I really like a lot of the changes I see in 0.46, like dialogs opening to the right instead of floating. And is the layers dialog new? If not I must have over looked it. I definitely like the new tweak brush.
But here is something that is really bugging me. In part I just made a stupid mistake, but also this is a really stupid behavior in inkscape.
I spent the last hour working on a drawing (and here is the really stupid part for me) without saving.
Then I turned up the blur a little. Well, I meant to turn it up a little. But I twitched, and apparently turned it up a lot. And now I see three things I would really like.
First, inkscape is pegging one of my CPUs (core 2 duo, 2 gigs of ram). And it has been pegging this CPU for more then 10 minutes now.
Meanwhile, the display isn't updating at all. Not just the canvas, but the dialogs, the drawing tools, the menus, none of them are redrawing.
Third, there doesn't seem to be anyway to cancel the operation without quitting (which I obviously don't want to do because I stupidly didn't save).
Actually, in another instance of inkscape, I see that the blur slider only goes to a hundred, and at 100 it is perfectly snappy with two strokes.
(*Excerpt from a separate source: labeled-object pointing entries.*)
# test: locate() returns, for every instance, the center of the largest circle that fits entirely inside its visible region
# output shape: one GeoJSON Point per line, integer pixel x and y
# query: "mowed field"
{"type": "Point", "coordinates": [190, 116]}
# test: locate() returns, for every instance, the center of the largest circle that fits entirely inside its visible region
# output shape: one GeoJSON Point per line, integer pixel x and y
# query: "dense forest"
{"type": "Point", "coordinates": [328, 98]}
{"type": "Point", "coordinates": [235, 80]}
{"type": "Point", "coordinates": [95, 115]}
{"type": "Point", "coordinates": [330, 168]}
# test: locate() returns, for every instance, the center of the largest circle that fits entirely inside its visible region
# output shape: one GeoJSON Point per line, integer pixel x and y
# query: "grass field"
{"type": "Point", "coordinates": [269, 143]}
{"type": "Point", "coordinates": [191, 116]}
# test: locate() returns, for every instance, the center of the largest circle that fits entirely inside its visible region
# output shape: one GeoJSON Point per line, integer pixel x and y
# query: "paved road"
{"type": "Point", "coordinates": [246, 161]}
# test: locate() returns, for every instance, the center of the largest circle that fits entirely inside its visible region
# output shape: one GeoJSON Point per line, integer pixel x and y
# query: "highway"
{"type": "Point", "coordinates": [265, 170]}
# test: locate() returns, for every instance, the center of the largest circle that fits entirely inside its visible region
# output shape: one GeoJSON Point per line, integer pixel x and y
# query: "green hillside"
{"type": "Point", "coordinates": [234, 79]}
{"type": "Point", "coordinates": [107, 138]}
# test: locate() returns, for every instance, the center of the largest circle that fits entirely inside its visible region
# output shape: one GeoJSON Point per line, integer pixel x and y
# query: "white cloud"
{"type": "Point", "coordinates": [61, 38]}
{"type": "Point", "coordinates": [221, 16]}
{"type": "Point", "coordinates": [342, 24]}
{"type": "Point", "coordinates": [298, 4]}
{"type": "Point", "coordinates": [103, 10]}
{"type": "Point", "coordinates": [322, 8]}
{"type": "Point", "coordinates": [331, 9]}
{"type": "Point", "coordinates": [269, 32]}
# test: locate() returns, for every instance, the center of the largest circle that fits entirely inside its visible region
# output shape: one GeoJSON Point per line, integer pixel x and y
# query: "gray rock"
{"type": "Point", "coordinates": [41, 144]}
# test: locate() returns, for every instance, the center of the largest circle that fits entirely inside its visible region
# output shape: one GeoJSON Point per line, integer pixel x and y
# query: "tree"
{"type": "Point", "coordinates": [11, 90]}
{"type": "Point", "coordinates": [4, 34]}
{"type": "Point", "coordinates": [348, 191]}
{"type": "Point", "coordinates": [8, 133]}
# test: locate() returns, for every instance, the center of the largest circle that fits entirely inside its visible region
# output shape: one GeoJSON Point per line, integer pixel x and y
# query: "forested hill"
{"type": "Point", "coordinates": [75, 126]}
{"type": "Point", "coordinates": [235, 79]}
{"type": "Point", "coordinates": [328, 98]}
The drawing that is pegging the machine only has a few dozen strokes, so it seems that complexity here is rather non-linear.
So, here are somethings I think should be added:
First, perhaps it would be possible for Inkscape to auto-save to /tmp or someplace when the user hasn't explicitely saved anywhere yet.
Second, perhaps there should be some bound for render time.
Third, the rest of the GUI should at least redraw, even if the canvas doesn't, and it should at least respond to some commands. Undo or save would be commands I might consider trying to execute during a long render.
Fourth, would it be possible to thread this? Perhaps one thread for the GUI and one for rendering as a starting point? It would be great to thread rendering, but I can see how that wouldn't be so straight forward.
Fifth, is there any chance of using something to accelerate certain drawing operations, like blurs? Possibly with C code (which could then have a generic version and compile time select between that or a SSE version or an Altivec version)? Or something like Pyscho, pyrex, or pypy?
Sixth, this is probably more of a personal taste request, but perhaps the blur slider could be logarithmic? Creatively, the difference between 60 and 62 is pretty small, but the differences at the low end are big.